Here’s guest blogger Jill’s wrap-up from the Olympic pool. We’re happy to report Jill has agreed to join us as a contributor. She is looking forward to football season. (And so are we!)
Sadly, Olympic swimming is now over and this will be my last blog post on the greatest Olympic sport in existence. Yes, I can feel your collective disappointment and hear your cries of dismay all the way in Pittsburgh and I am right there with you. And we are not alone. The entire country of Australia is wallowing in despair with us – Australia won only one gold (in the women’s 4 x 100 freestyle relay), making these Olympics the first time an Australian has failed to win an individual gold since 1976. Indeed, Australia (again, the entire country) is so disappointed in its lack of bling that its Olympic federation has announced that it will conduct an independent review of Australia’s sub-par performance in the 2012 Olympic swimming events. Swimming Australia president David Urquhart said in a statement that, “This is not a time for blame and scapegoating, this is an opportunity to make the changes required to rise to the international challenge.” Why do I get the feeling that those changes will involve quite a lot of blame and scapegoating?

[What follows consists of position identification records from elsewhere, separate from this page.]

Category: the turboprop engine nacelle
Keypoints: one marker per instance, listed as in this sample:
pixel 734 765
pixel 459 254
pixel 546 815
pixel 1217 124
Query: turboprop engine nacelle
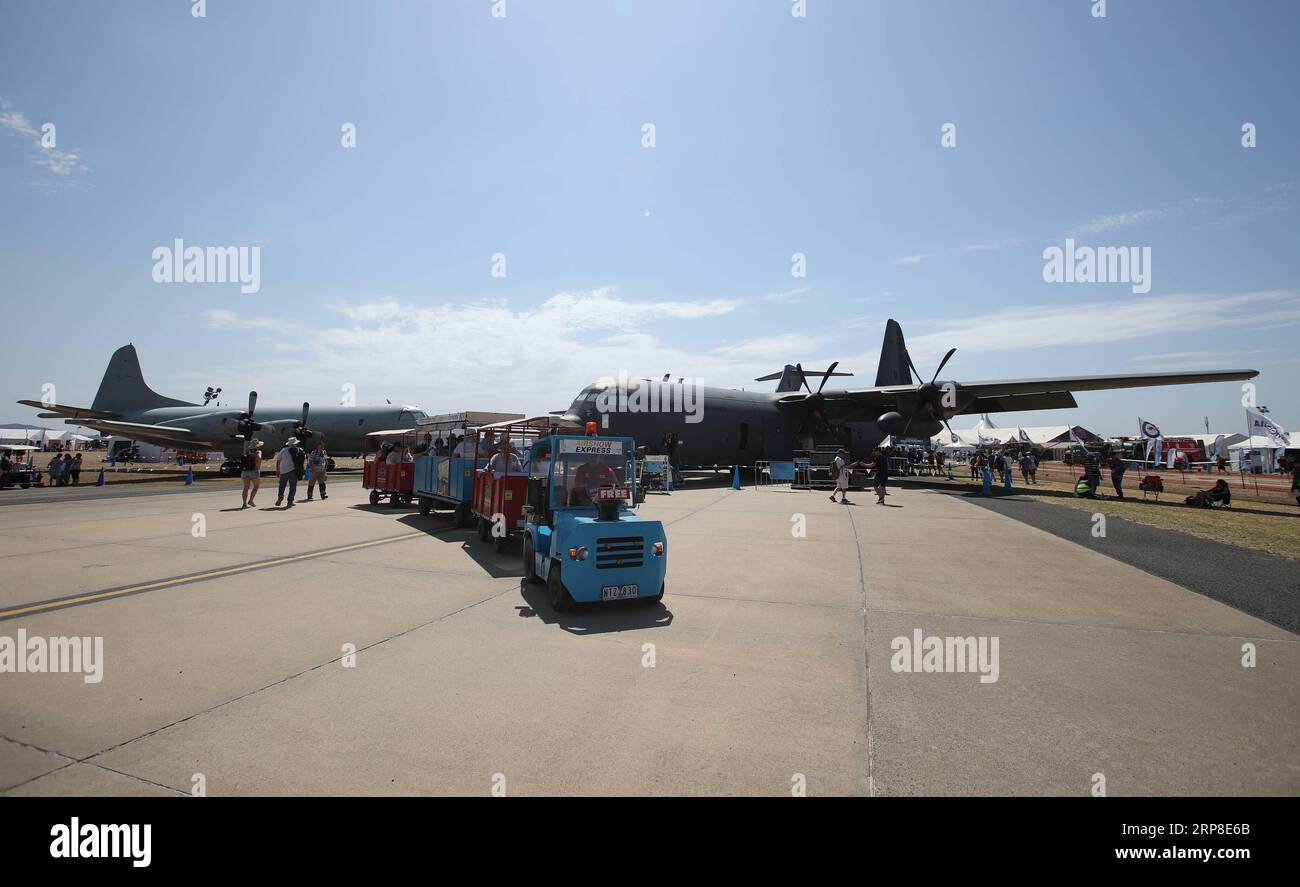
pixel 897 424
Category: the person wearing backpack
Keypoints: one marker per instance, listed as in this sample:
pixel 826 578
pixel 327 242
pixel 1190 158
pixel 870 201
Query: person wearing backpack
pixel 319 464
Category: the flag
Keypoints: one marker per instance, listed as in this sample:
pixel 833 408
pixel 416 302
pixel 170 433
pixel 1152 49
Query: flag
pixel 1155 438
pixel 1264 427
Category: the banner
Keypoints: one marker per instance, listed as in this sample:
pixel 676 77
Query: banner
pixel 1264 427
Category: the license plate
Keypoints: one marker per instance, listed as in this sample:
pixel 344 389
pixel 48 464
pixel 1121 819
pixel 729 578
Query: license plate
pixel 618 592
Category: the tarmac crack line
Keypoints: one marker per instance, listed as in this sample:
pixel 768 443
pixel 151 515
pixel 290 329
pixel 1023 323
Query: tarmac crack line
pixel 1104 626
pixel 866 660
pixel 289 678
pixel 189 579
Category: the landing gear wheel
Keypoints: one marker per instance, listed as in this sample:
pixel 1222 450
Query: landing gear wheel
pixel 529 557
pixel 560 600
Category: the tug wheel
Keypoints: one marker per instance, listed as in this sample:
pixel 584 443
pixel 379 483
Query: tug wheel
pixel 560 600
pixel 529 556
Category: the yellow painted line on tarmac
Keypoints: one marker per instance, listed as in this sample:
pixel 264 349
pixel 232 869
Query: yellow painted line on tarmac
pixel 59 604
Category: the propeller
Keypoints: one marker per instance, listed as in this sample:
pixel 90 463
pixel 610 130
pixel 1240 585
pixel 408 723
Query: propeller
pixel 247 425
pixel 928 399
pixel 300 425
pixel 814 398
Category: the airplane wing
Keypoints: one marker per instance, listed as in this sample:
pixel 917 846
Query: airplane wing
pixel 60 411
pixel 1067 384
pixel 168 435
pixel 1017 386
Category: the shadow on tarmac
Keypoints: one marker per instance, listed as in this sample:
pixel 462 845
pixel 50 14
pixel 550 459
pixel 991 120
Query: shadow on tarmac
pixel 592 618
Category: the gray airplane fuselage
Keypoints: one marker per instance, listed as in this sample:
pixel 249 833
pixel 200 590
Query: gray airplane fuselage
pixel 342 429
pixel 724 427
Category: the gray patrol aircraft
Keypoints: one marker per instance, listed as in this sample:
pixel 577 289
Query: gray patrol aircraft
pixel 126 407
pixel 729 427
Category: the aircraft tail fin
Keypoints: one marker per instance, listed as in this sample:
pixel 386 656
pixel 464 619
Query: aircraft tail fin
pixel 124 389
pixel 895 364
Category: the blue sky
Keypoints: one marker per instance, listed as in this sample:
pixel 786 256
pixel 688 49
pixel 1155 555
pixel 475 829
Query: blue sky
pixel 774 134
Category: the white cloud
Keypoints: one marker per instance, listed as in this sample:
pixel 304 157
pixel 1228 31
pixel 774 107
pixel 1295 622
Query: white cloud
pixel 222 319
pixel 486 355
pixel 1099 323
pixel 785 347
pixel 55 161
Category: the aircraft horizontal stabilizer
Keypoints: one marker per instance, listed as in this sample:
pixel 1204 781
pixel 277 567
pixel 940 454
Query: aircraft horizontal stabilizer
pixel 141 431
pixel 60 411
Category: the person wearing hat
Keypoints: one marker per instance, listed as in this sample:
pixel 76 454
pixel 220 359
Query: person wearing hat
pixel 250 468
pixel 840 471
pixel 289 463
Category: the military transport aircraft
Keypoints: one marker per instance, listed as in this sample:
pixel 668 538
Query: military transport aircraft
pixel 735 427
pixel 125 406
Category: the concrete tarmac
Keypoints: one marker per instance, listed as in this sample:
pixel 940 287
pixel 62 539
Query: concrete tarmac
pixel 767 666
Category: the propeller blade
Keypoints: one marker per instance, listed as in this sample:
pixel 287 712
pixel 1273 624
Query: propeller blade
pixel 943 363
pixel 804 379
pixel 913 367
pixel 827 376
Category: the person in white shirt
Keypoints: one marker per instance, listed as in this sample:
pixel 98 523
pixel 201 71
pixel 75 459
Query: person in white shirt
pixel 286 467
pixel 840 470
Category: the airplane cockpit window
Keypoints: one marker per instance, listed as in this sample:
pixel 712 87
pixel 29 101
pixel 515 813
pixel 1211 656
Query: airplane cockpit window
pixel 584 405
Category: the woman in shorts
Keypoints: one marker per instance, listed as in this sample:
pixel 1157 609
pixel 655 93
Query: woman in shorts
pixel 250 468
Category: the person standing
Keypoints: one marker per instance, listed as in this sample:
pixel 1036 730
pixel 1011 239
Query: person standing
pixel 55 471
pixel 840 471
pixel 1117 472
pixel 286 468
pixel 250 470
pixel 882 464
pixel 317 466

In other news, Michael Phelps, ended the last week of his Olympic swimming career much differently than the week started – on a high note. While Phelps began the week by failing to medal in the 400 individual medley, he concluded it with two silver medals and four golds, including one in the men’s 4 x 100 meter medley relay, the last Olympic event he will ever swim (as long as he does not go all Brett Favre on us). And, as if that was not enough, Phelps was called back to the pool to receive a lifetime achievement award after setting the record for winning the most Olympic medals in the history of the Olympics. It was not even close with Phelps shattering the record of 18 medals (much like he shattered world record after world record throughout his swimming career), by earning 22 Olympic medals in three Olympics. In commemoration of this achievement, Phelps was given a trophy which read, “To Michael Phelps, the best Olympic athlete of all time.” It was a pretty special moment. But, I have to just take a moment to say this – what is up with giving Michael Phelps a silver trophy? I mean, silver? In honor of someone winning the most medals ever as an Olympic athlete, you give them a silver trophy? If ever a moment called for gold, I would say that this is it. But, that’s just me.

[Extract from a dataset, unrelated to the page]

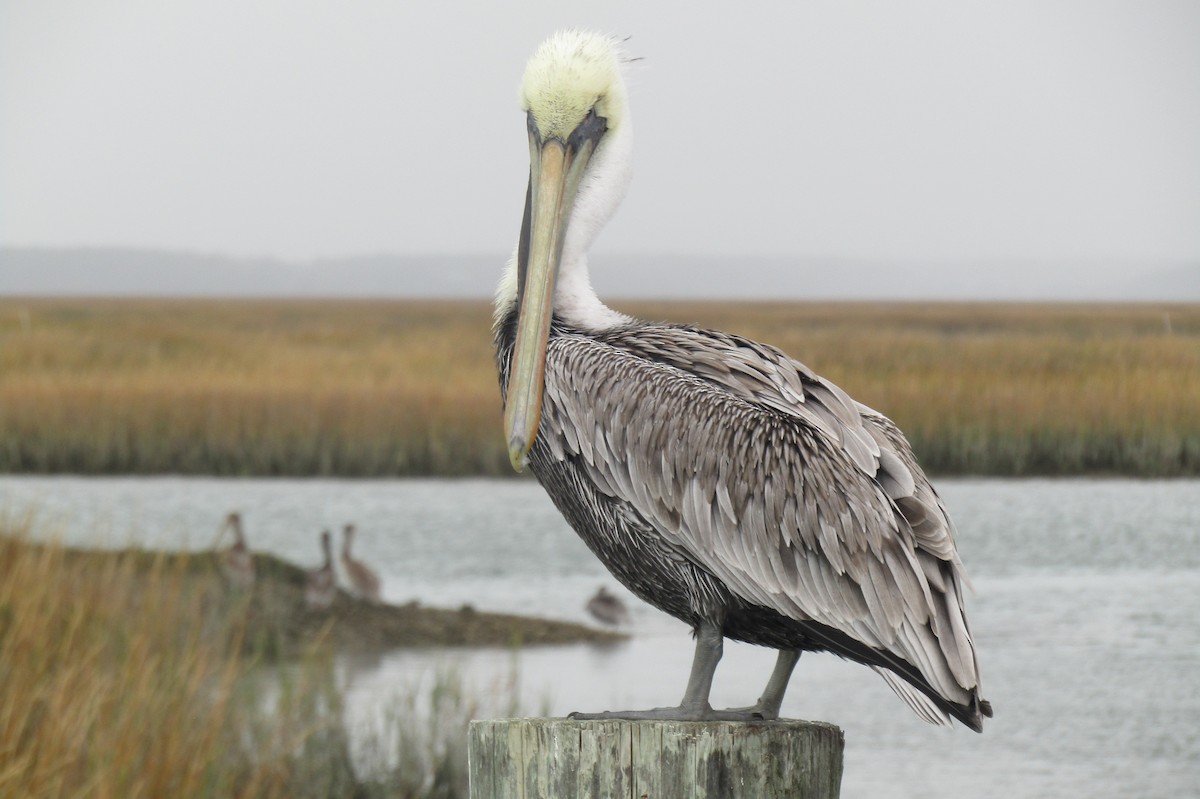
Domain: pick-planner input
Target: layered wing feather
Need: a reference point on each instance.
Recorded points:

It would seem that other feats of the aquatic nature would pale in comparison to what Phelps has pulled off during these games but there was enough impressiveness (is that a word?) to go around. For example, 15-year-old Kate Ledeckey killed the 800-meter freestyle – I mean killed it – winning the gold and beating the silver medalist by over four seconds while setting an American record. The 800 free is no joke – it is probably one of the most grueling of the women’s swimming events – and for a fifteen-year old to win it is, well, pretty darn cool. (Try not to be too intimidated by my eruditeness.) Missy Franklin made plenty of headlines herself, winning four gold medals and a bronze and setting a world record in the 200-meter backstroke. And, seeing as how she is only seventeen, I think we can look forward to seeing plenty more of this youngun’ in years to come.

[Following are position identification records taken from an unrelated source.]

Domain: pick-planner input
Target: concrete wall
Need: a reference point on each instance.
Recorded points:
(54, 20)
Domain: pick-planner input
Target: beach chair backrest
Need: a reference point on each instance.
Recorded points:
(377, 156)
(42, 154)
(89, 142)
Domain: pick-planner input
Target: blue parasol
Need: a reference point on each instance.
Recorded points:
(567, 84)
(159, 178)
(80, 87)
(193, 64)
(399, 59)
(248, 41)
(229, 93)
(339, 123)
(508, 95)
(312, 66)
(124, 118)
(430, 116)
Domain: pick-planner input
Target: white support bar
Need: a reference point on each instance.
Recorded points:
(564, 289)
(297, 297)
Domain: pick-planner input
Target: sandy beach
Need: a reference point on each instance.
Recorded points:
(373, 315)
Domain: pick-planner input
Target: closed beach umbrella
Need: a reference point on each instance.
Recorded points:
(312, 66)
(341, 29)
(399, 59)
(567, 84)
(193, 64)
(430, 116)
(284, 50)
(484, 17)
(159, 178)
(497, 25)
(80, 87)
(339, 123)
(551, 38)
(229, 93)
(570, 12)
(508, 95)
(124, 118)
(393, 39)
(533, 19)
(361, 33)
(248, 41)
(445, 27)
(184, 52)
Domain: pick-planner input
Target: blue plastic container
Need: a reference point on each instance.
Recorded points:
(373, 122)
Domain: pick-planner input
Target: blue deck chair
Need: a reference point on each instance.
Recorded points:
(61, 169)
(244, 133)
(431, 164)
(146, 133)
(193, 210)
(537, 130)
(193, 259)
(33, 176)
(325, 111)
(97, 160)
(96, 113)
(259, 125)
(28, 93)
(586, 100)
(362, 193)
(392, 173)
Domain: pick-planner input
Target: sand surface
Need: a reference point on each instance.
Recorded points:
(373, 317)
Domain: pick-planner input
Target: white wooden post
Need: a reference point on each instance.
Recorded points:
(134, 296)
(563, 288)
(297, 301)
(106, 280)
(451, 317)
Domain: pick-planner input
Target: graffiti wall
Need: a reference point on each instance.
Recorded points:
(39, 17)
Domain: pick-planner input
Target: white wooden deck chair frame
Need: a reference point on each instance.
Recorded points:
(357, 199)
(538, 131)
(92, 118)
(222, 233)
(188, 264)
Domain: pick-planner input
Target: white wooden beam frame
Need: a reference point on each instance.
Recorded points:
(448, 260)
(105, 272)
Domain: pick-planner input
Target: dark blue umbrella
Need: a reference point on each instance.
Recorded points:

And you just can’t write about Olympic swimming (apparently) without mentioning Ryan Lochte. Careful, ladies; watch where you swoon. Lochte was like the Magic Mike of these Olympics, leaving scores of disoriented women stunned by his hypnotizing abs and abundant hair in his wake wherever he went. When he was finished winning five Olympic medals in the pool (two gold, two silver and one bronze), it has been reported that he partied it up Sunday night into the wee hours of Monday morning, drinking champagne and $800 tequila (nothing wrong with his taste). But before you go chasing him into the pool with a pair of champagne flutes and some Jose Cuervo, ladies, you should know that he has admitted to peeing in the Olympic pool during warm-ups. That’s not enough to turn you off, is it?
So, with that, we say farewell (no, not good riddance) to Olympic swimming for another four years. It had ups; it had downs. It had highs; it had lows. it was historic and it was bittersweet. And it will be missed. At least by me.